Perhaps I saw the substantial difference that Astarte Medical could make if the company had enough time to gain it’s footing and excel in finding ways to help preterm infants.
There’s only one problem, all of that takes money. I must have seen something incredible in the potential of Astarte Medical. I invested a large portion of my retirement account in the company on the ground level as did Tracy and Tammi. As with any startup, you can only survive for so long on your own investment. You need to go out and fundraise. Which can be a lengthy process. Although we received positive feedback and folks invested, it wasn’t enough money, fast enough. We decided to suspend our paychecks in order to extend the runway of the company. Um, excuse me, didn’t I say “once the paychecks stop…”?
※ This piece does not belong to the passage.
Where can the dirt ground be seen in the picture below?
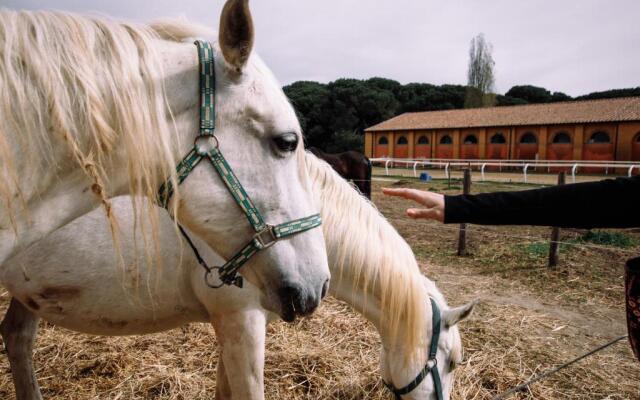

Clearly, I believed in this company and its co-founders. Since then, Astarte Medical has closed millions of dollars in funding, including an additional investment by me!
The last few years have taught me a few things, okay, a lot of things. But one of the most important is to never say never, again. All situations are not the same and sometimes you just have to take the chance and listen to your heart. I’m having the time of my life and one of the best experiences of my working career.
I’m grateful for all of the stumbles I had along my early career path which brought me to Tracy, Tammi and Astarte Medical.
And I’m eternally grateful to the little voice that told me to take a chance on working for another startup and to “hang in there” when times were tough. That little voice led me to a company that will help the littlest voices of all in a big way.